In particular, as they are understood by you to be pertinent in turn to one or another rendition of Judgment Day.

I need to emphasise the distinction between the “necessary” and the “contingent” when it comes to human conception.

There is a difference between something necessarily being beyond human conception (due to the definition of its essence as necessarily being beyond human conception), and something only being beyond human conception circumstantially.

For example with your shaman, it’s just another human conceiving within human conception, that just happens to be different to someone else’s human conception. It’s not beyond human conception for the mathematician or poker player to conceive in their particular human ways beyond how the shaman conceives any more than vice versa. It’s just contingent on the particular human, rather than necessarily beyond any human.
With your alien example, again it’s contingent on humans happening to be currently lower in intelligence than the alien - or lacking in whatever traits are necessary to be able to understand how the alien is doing what they’re doing. It’s not logically impossible for humans to be able to gain in intelligence such that they’d be able to catch up to these alien standards, just circumstantial to current conditions. However it is impossible for all shaman, mathematician, poker player and alien to conceive that which is by definition beyond their conception. That is the “necessarily beyond conception” element that God has to have in order to qualify as God, without which they’d just be another aspect of mundane existence - with sufficiently full knowledge of the full essence of their existence just contingent on whichever species is trying to conceive of them at the time.

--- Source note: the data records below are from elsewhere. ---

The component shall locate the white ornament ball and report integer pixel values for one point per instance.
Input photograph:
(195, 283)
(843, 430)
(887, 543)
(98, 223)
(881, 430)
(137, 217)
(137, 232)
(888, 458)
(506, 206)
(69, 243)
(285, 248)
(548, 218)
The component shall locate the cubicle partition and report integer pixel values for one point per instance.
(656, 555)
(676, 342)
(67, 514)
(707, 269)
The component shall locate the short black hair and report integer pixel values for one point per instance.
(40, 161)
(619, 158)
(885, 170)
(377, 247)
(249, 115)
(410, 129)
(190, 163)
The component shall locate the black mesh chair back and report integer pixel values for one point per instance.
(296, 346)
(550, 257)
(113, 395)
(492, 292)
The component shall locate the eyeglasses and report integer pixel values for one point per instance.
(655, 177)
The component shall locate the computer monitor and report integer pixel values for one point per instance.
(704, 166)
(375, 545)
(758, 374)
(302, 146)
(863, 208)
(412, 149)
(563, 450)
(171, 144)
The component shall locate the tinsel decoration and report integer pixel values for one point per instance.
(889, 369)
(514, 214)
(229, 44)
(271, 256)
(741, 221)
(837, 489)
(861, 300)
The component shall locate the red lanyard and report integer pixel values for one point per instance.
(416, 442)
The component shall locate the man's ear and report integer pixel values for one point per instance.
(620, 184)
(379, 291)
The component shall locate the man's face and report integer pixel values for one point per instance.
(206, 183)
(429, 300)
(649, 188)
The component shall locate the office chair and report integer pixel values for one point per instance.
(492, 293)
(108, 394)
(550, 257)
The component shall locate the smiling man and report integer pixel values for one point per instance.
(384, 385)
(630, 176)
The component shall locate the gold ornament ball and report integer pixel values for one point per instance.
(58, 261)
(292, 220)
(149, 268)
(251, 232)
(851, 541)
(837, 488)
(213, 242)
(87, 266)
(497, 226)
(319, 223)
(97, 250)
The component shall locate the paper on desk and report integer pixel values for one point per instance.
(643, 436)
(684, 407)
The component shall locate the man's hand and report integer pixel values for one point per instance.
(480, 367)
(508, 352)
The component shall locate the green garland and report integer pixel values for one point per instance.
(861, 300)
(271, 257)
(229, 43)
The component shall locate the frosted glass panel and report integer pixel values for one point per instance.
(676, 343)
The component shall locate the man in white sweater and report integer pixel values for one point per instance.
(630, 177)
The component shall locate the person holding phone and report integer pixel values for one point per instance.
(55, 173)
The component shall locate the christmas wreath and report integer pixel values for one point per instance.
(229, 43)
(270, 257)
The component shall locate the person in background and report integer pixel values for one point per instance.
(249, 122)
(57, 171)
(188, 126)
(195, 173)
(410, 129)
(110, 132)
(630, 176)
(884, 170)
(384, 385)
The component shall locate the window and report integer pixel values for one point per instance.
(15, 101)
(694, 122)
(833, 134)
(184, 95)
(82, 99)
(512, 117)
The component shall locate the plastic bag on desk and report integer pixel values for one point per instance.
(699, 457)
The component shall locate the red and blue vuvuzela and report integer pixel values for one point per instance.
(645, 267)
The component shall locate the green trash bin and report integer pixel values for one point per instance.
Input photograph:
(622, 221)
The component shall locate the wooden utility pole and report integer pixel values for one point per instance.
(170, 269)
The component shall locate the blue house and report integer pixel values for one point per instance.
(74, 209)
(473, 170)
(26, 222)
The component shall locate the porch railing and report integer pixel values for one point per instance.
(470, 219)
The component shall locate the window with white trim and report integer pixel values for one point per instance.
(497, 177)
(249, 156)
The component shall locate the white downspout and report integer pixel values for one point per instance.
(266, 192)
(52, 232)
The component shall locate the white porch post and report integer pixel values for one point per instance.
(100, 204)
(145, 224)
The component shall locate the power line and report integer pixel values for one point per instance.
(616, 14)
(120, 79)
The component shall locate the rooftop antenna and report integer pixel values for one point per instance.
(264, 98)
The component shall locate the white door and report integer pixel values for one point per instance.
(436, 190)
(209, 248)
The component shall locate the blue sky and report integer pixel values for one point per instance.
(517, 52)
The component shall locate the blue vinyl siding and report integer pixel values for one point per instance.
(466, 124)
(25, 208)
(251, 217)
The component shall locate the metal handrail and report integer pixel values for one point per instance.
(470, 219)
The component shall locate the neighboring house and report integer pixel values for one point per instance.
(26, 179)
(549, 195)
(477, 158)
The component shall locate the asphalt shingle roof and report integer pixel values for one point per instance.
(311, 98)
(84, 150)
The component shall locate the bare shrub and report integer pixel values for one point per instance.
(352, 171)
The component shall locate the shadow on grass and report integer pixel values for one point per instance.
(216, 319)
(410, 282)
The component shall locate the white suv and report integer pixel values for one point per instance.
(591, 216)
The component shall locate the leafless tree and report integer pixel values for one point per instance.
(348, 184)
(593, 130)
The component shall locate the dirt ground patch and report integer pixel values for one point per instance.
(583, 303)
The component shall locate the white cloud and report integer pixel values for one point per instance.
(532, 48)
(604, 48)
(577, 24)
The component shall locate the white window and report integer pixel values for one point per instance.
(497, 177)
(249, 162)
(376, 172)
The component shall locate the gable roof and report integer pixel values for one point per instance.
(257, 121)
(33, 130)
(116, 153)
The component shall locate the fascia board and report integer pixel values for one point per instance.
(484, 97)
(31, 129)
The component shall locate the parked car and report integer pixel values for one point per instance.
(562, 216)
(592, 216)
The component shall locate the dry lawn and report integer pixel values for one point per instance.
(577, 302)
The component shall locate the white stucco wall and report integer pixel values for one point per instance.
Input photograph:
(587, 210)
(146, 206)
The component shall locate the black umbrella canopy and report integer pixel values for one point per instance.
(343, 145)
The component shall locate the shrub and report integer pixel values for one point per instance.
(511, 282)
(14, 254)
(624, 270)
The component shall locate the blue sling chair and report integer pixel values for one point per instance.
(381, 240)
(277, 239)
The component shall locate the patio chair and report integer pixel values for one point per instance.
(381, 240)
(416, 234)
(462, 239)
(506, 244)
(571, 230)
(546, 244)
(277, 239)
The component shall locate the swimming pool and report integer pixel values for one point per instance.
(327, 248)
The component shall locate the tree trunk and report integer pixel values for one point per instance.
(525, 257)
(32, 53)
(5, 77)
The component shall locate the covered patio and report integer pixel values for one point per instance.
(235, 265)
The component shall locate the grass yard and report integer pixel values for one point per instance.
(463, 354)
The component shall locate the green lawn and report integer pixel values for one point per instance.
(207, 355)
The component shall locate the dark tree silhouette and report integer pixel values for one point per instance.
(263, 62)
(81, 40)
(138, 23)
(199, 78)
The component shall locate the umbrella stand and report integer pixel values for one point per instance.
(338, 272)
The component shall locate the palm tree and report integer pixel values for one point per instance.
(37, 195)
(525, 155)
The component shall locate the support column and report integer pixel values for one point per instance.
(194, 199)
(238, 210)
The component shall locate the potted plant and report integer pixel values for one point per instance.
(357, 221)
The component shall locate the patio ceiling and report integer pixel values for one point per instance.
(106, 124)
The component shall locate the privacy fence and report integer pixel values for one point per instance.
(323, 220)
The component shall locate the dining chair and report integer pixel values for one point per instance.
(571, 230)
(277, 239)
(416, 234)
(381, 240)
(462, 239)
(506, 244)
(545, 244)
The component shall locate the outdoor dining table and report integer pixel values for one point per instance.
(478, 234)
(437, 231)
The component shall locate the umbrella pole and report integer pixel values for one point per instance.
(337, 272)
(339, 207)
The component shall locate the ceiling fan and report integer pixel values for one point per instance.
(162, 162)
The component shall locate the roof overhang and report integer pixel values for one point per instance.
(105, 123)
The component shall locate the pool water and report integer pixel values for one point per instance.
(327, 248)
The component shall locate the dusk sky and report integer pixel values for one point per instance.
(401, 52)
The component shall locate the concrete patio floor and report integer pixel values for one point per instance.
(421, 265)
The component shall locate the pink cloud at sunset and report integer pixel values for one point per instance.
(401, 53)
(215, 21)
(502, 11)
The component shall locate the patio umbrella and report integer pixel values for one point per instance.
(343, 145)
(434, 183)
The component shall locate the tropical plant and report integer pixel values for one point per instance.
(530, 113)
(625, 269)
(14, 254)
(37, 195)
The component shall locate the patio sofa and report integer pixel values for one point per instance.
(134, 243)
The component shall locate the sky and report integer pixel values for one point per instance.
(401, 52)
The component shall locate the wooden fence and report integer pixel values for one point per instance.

If God is just waiting for us to get good enough at conceiving, in order for us to conceive of Him in his entirety - to be equal to God - then it’s just a matter of time to realise that God was never divine at all, only seeming that way due to our relative inferiority that we happened to have compared to Him at every prior point to us finally being able to be Gods ourselves.

In my opinion, the certainty that deductive argument allows has an appeal. Abductive reasoning is the normal human version of reasoning, sure, but it doesn’t offer that black and white certainty of deduction. That’s why you have to “learn” and refine deduction and induction almost artificially, and why it’s considered an improvement to mere abduction.